QX Global Group has always honoured its clients’ right to data privacy and protection. We are the first outsourcing company in India to become GDPR compliant.
Why Is A GDPR Compliant Outsourcing Partner Important For You?
GDPR impacts data controllers and data processors alike, making it imperative for outsourcing companies (as data processors) to ensure that their data processing activities are carried out in accordance with the data protection principles set out in the GDPR. Failing to get data protection right is likely to damage your reputation, your customer relationships and, ultimately, your finances.
As the 1st GDPR compliant outsourcing company in India, we want our clients to be confident in knowing that we’ve taken all the necessary steps to not only keep their data secure but also to only collect and hold what is required.
APPOINTMENT OF A DPO
We appointed a Data Protection Officer (DPO) and formed a cross-functional team of data protection specialists to analyse and address the new requirements of GDPR. Among other tasks, this team helps with transparency, Privacy by Design, and conducting Data Protection Impact Assessments (DPIAs).
While we already use state-of-the-art servers in UK for the storage of data, we implemented additional security controls to ensure we as data controllers meet the ‘accountability principles’ under the GDPR requirements.
BREACH RESPONSE PLAN
We set up an official 72-hour, breach response plan that adheres with GDPR, and have an internal audit program for all processes to ensure QX is always in compliance with the rules set forth by the regulation.
All senior level staff has now undergone training to ensure they maintain a DPIA at the early stages of any project that involves personal data.

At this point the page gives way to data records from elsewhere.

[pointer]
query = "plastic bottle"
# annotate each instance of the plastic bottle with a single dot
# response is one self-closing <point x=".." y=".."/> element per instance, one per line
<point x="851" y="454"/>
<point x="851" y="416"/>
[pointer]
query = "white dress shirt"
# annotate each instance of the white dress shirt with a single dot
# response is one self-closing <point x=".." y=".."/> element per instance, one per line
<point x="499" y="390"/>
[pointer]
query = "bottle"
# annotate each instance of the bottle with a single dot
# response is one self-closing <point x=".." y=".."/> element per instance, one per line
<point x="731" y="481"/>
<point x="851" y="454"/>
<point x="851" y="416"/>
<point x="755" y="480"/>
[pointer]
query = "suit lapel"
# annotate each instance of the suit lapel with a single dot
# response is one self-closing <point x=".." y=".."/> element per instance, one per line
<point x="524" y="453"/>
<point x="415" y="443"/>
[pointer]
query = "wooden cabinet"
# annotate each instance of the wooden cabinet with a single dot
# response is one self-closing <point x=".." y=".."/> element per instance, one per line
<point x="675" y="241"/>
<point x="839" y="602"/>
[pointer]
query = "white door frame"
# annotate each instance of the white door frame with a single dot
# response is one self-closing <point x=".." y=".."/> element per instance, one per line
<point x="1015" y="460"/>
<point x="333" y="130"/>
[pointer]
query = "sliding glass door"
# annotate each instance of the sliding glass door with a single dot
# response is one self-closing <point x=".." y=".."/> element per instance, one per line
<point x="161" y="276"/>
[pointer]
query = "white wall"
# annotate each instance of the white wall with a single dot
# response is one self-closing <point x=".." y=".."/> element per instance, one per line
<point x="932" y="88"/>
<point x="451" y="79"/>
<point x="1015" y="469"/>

We have also conducted awareness training at our Board level to ensure our leadership teams are well aware of QX’s obligations under GDPR.
Data Protection Agreements
As required by the ISO 27701 framework, we now offer all our accounting clients with Data Protection Agreements (DPA) with GDPR clauses as a standard. This enables QX and its clients to comply with GDPR requirements. All our revised written contracts are based on the ICO (Information Commissioner’s Office) guidelines, which include these terms:
We have adequate levels of data protection controls in place for the transfer and processing of data
We only process personal data on documented instructions from our clients
We have a process that anonymises and encrypts data
We securely delete data after the required retention period /at the end of the contract
We submit to independent, third-party audits and inspections, and work with our clients to ensure we are both meeting Article 28 obligations
Our GDPR Insights
QX Speaks GDPR
At QX we appreciate the importance of the General Data Protection Regulation (GDPR) and how it affects outsourcing. To ensure our compliance to the UK regulation we took initiatives such as appointing a DPO and becoming compliant via the ISO 27701 framework. We also conduct awareness workshops about how to handle personal data so that everyone in the organisation speaks GDPR.
QX’s Expert DPO Amit Simon
QX is proud to have Amit Simon, take on the role of company Data Protection Officer (DPO).
A Data Protection Officer (DPO) is someone who can enable compliance and is accountable for overseeing a business’s data protection strategy and its implementation to establish compliance with the GDPR requirements. And that’s exactly what Amit Simon does at QX.